Vaporetto – logo no início do filme, Aschenbach, o músico protagonista da história, chega à cidade no barco que serve de transporte público. Observamos Veneza se aproximando pelo Bacino di San Marco. Ele encontra um homem idoso e efeminado, claramente maquiado para disfarçar a idade, desfrutando da companhia de homens mais jovens. O homem, embriagado, afronta debochadamente o protagonista, que o repele. Na sequência, Aschenbach precisa ainda pegar um táxi aquático com um gondolier que faz caminhos ilógicos para chegar no Lido, sestieri (ou bairro), onde ele deve se hospedar. Antes mesmo de pagar o trajeto, a gôndola parte às pressas e ele entende que fizeram aqueles caminhos porque o condutor não possuía licença para trafegar nesta área da cidade.

A saga de chegar a Veneza é comum para todos, dada à dificuldade de andar com bagagens num local com a geografia e disposição que a cidade apresenta, com tantas pontes, escadas e canais, ao invés de ruas.
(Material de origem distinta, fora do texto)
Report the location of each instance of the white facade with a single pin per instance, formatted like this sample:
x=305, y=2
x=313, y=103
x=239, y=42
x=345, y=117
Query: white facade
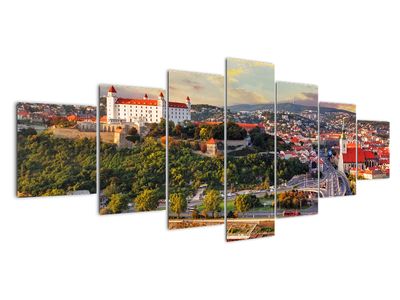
x=144, y=110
Cenas do filme Morte em Veneza

Ele hospeda-se no Grand Hôtel des Bains (Lungomare Marconi 41), no Lido: um refúgio com praias, grandes hotéis e uma menor concentração de turistas. Na praia, é onde o artista tenta compor a sua música inacabada sem sucesso, sempre se distraindo com o belo Tadzio, que rola na areia com garotos másculos da sua faixa etária.

O bairro tem bom custo-benefício. Veneza não tem subúrbios: tem palazzos e basílicas flutuantes sobre águas calmas em oásis de tranquilidade sem (muitos) turistas. É uma questão de escolha, já que estando na Giudecca (mais hipster), Lido (litoral), Burano (artesões), fica-se mais longe das principais atrações, além de certa limitação das conexões por pontes, principalmente à noite, com a diminuição da frequência de embarcações.

Cenas do filme Morte em Veneza

Obcecado pelo garoto, ele o segue à distância por seus passeios em família pelas calles e sottoporteghi, nos labirintos de caminhos do canal atrás da ópera La Fenice, no dietro La Fenice, e no Campiello dei Calegheri.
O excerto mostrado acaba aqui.